We assume in this section that you have installed kedro-mlflow
in your virtual environment and you have configured your project with a mlflow.yml
configuration file and hooks declaration.
Mlflow is composed of four modules which are described in the introduction section. The ain module is "tracking". The goal of this module is to keep track of every varying parameters across different code execution (parameters, metrics and artifacts). The following schema describes how this modules operates under the hood:
Basically, this schema shows that mlflow separates WHERE the artifacts are logged from HOW they are logged inside your code. You need to setup your mlflow tracking server separately from your code, and then each logging will send a request to the tracking server to store the elements you want to track in the appropriate location.
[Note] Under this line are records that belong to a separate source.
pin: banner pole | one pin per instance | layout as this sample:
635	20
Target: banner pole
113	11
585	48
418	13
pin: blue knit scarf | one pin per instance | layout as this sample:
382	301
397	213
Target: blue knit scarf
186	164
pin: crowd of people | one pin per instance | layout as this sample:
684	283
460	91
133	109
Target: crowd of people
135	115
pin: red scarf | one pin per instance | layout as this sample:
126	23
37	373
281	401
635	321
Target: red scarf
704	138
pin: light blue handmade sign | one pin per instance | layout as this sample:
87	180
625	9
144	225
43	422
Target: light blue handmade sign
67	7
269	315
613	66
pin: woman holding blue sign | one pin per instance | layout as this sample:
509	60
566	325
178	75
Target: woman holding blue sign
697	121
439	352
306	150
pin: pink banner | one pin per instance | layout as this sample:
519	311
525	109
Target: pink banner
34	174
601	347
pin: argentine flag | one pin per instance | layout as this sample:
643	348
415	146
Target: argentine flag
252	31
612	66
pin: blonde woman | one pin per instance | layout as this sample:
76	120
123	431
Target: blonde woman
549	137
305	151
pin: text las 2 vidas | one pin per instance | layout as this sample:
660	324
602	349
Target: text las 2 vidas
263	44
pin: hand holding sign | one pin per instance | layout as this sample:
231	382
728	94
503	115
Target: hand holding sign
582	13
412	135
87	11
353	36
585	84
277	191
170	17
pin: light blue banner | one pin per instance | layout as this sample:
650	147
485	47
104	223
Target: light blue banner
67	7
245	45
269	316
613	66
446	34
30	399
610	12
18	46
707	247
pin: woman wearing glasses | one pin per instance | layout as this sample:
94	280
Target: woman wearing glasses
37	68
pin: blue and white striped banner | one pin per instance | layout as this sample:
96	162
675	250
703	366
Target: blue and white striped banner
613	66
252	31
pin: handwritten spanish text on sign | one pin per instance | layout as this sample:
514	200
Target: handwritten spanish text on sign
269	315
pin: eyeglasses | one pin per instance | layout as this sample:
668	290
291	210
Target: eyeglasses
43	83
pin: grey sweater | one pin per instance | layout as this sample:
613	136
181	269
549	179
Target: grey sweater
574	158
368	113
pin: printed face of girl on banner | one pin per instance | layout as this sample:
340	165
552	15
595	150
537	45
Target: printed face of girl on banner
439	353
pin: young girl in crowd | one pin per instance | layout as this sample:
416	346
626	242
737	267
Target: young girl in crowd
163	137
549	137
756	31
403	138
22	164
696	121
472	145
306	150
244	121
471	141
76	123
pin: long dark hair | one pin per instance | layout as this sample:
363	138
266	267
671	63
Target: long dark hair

The advantage of such a setup are numerous:
- once the mlflow tracking server is setup, there is single parameter to set before logging which is the tracking server uri. This makes configuration very easy in your project.
- since the different storage locations are well identified, it is easy to define custom solutions for each of them. They can be database or even local folders.
The rationale behind the separation of the backend store and the artifacts store is that artifacts can be very big and are duplicated across runs, so they need a special management with extensible storage. This is typically cloud storage like AWS S3 or Azure Blob storage.
The mlflow.yml
file contains all configuration you can pass either to kedro or mlflow through the plugin. Note that you can duplicate mlflow.yml
file in as many environments (i.e. conf/
folders) as you need.
kedro-mlflow
needs the tracking uri of your mlflow tracking server to operate properly. The mlflow.yml
file must have the mlflow_tracking_uri
key with a valid mlflow_tracking_uri associated value. The mlflow.yml
default have this keys set to mlruns
. This will create a mlruns
folder locally at the root of your kedro project and enable you to use the plugin without any setup of a mlflow tracking server.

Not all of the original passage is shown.